A Personal Canon

IMG_0422As I begin to explore different literary blogs, I have found that many of them have recently put together a “personal canon” of sorts. (Some examples: here, here, and here.) For many years, I looked to this list as something of a “canon” for myself, but I’ve found myself going back to a shorter list of books over and over. Below is a rough list of the books that come to mind as some of the most important to me. I attempted to divide them by genre at first, but I couldn’t make a clean divide between theology and philosophy, or even between theology and biography, and Rebecca West’s masterpiece does not sit easily in any genre. So I simply divided into “older” and “newer”, with a few added to the end.

Older books:

  • The Holy Bible.
  • The works of Plato and Aristotle.
  • The Iliad and the Odyssey by Homer.
  • On Christian Doctrine and the Confessions by Augustine.
  • The Philokalia (vol. 1) by Evagrius, John Cassian, et alia.
  • The Consolation of Philosophy by Boethius.
  • The Little Flowers of Saint Francis.
  • The works of Thomas Aquinas.
  • The Cloud of Unknowing.
  • The Autobiography of St Teresa of Avila.
  • Don Quixote by Cervantes.
  • The Introduction to the Devout Life by St Francis de Sales.

Newer books:

  • Black Lamb and Grey Falcon by Rebecca West.
  • Middlemarch by George Eliot.
  • The Brothers Karamazov by Fyodor Dostoevsky.
  • The stories and novels of Flannery O’Connor.
  • The Adventures of Huckleberry Finn by Mark Twain.
  • The Glass Bead Game by Hermann Hesse.
  • The Story of a Soul by St Therese of Lisieux.
  • After Virtue by Alasdair MacIntyre.
  • Development of Christian Doctrine by John Henry Newman.
  • The Russian Church and the Papacy by Vladimir Soloviev.
  • Miscellaneous writings of St Maximilian Kolbe.
  • Saint Thomas Aquinas by G.K. Chesterton.

Books that got me started:

  • Slaughterhouse-Five by Kurt Vonnegut.
  • Animal Farm by George Orwell.
  • My Name is Red by Orhan Pamuk.
  • On Writing by Stephen King.

I could have added many more books to the list (Jane Austen, Sigrid Undset, Manzoni, more George Eliot), but then it would end up being a list of all the books I have enjoyed at some point or another! Some of the titles also require some more explanation (like Soloviev), but all in good time. I’m sure this list is not yet finished.

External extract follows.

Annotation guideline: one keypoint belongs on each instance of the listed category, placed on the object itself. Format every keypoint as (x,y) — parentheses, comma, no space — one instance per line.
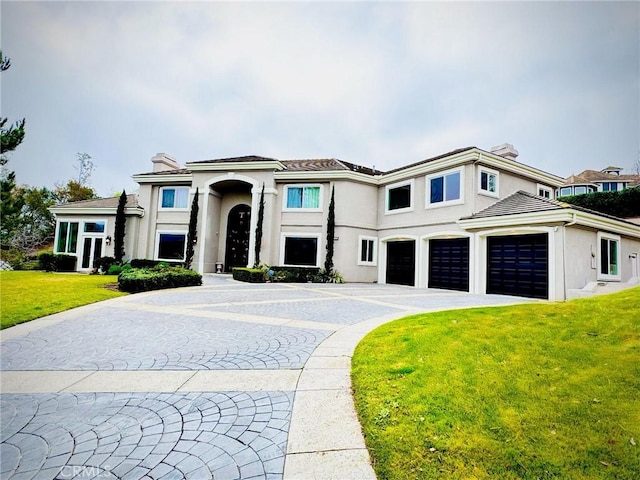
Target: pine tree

8 thoughts on “A Personal Canon

  1. I like how you categorized your canon into three separate groups; fitting them all into one was a challenge for me as they represent different times, and meaning, in my life. We have the Bible and Brothers Karamazov in common, but I would like to read more Christian literature as you have done.


  2. I’ve been seeing this tag everywhere. I really need to do it now. Introduction to the Devout Life is one of three devotionals I come back to over and over again. The other two being (Revelation of Divine Love by Julian of Norwich and my current favorite Into Your Hands by Wilfrid Stinissen). Don Quixote was wonderful! I read it last winter. It was the perfect time of year to read it. In general, I love meta-fiction. Alas, I am not a Thomist. I took a medieval philosophy class, so I read some of his questions, but I just don’t think like a scholastic. But I’m thoroughly impressed by Thomists. Augustine’s Confessions is one of the few books I initially disliked and later become one of my favorite books. I simply was not in the right state of mind when I read it at 17. Who has ever really experienced guilt at 17?